There have been individuals and groups of individuals associated with al Qaeda which have committed criminal or quasi-military ("terrorist") acts against Iranian persons and institutions. Naturally, there are a lot more individuals and groups of individuals associated with al Qaeda which are innocent, at least of attacking Iranians an Iraninan institutions.

Finally, it is really, really, well-known that the Afgan-Iran border is about as hospitable as the Sonora Desert that the Tohono O’odham Nation Tribal Police attempt to control.

Except by the editors of Time magazine. The Tehran Times has the following from Foreign Ministry spokesman Hamid-Reza Asefi, on the extent of Iran's borders and the problem of monitoring border crossings:

"It is reasonable that five or six people crossing the border illegally over a period of five or six months may evade our attention. The same happens on the border between Mexico and the United States." "It happened before Sept. 11 and who knew that Sept. 11 was going to happen?"

The good news is that the INS has illegal immigration down to a dozen people crossing from Mexico per year.

Posted by at July 19, 2004 01:46 PM | TrackBack
Comments

I did some unofficial consulting for a client involved with the Otay Mesa border crossing east of San Diego and my response was: surely you jest, you are not going to stop people and all the sensors are going to do is give you a count of how many got through.

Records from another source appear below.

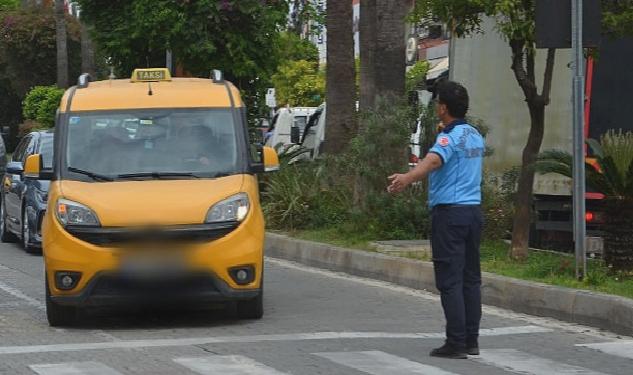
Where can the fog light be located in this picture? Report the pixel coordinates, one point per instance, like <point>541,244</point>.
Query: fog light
<point>243,275</point>
<point>66,280</point>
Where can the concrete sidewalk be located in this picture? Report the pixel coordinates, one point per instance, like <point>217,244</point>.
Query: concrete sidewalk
<point>578,306</point>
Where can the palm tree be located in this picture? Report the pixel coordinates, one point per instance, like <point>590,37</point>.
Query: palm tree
<point>341,77</point>
<point>62,44</point>
<point>611,175</point>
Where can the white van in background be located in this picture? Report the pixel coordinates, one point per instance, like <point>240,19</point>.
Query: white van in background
<point>314,133</point>
<point>283,123</point>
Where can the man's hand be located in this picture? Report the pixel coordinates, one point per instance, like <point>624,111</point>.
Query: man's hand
<point>399,182</point>
<point>440,127</point>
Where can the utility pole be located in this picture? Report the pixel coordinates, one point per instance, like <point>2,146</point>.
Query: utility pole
<point>579,141</point>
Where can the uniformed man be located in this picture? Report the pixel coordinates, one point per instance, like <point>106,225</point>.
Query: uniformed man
<point>454,165</point>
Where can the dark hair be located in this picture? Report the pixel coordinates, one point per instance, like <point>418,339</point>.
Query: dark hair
<point>454,96</point>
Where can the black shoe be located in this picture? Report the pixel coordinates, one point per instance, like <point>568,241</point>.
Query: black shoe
<point>449,351</point>
<point>472,347</point>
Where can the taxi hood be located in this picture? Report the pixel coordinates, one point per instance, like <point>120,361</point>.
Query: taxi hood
<point>151,202</point>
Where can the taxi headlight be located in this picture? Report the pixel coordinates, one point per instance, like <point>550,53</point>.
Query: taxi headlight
<point>73,213</point>
<point>234,208</point>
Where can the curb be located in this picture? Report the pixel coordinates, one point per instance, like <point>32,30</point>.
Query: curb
<point>599,310</point>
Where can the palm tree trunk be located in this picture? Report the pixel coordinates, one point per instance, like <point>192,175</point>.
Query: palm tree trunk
<point>62,44</point>
<point>390,57</point>
<point>341,77</point>
<point>367,54</point>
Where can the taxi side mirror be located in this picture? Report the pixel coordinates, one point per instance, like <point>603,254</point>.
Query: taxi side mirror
<point>271,160</point>
<point>33,168</point>
<point>295,135</point>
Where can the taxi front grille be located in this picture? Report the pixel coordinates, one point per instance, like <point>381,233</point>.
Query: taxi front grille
<point>116,236</point>
<point>120,285</point>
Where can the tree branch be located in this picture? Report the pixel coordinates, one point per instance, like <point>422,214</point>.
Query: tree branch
<point>528,86</point>
<point>549,73</point>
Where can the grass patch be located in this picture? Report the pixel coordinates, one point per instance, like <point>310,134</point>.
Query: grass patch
<point>545,267</point>
<point>554,269</point>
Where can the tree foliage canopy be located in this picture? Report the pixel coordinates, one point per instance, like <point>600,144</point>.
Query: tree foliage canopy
<point>515,18</point>
<point>41,103</point>
<point>9,5</point>
<point>299,83</point>
<point>28,55</point>
<point>28,48</point>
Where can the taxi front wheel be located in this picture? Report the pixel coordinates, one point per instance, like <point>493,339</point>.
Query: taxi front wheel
<point>59,315</point>
<point>251,309</point>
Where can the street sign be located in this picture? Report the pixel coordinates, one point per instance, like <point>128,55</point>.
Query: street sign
<point>271,100</point>
<point>412,50</point>
<point>554,23</point>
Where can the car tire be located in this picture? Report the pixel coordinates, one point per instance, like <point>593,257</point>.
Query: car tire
<point>26,234</point>
<point>252,308</point>
<point>5,235</point>
<point>59,315</point>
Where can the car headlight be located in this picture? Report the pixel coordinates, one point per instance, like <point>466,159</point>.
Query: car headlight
<point>234,208</point>
<point>73,213</point>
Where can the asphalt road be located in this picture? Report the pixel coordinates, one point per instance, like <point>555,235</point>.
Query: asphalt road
<point>316,322</point>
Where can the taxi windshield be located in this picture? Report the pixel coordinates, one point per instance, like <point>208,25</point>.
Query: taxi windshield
<point>152,144</point>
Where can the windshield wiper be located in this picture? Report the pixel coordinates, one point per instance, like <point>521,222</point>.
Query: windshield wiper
<point>158,175</point>
<point>94,176</point>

We can't stop people coming across Lake Ontario into New York, where a lot of people live, so how do you do it in a desert where almost no one lives? With a lot of money and equipment you can't limit the numbers, but the Feds have to come up with the funding, it's their problem.

Via the American Street check out this T-shirt.

Posted by: Bryan at July 19, 2004 10:01 PM

The T-shirt link didn't work. This is the Address:

http://blogs.salon.com/0001107/2004/07/15.html

Posted by: Bryan at July 19, 2004 10:03 PM

Sometime in the late 1980's early 1990's the US government decided to be tougher on the border with Mexico. So the US government said "we will shoot people that try to go over the border after a certain day". After shooting and hitting a handful of illegal immigrants, the Californian Hispanics and other citizens called it a massacre and racist. They probably called it even with ethnic cleansing if the term was out there now. Maybe there would be a small dent taken out of the illegal immigrants by more police patrolling the border. The real problem is that they don't have work down there were pay is guarranteed and good enough and they can get jobs in the US that pays well. An illegal immigrant can also easily get an appartment here. The US makes it too easy for illegal immigrants.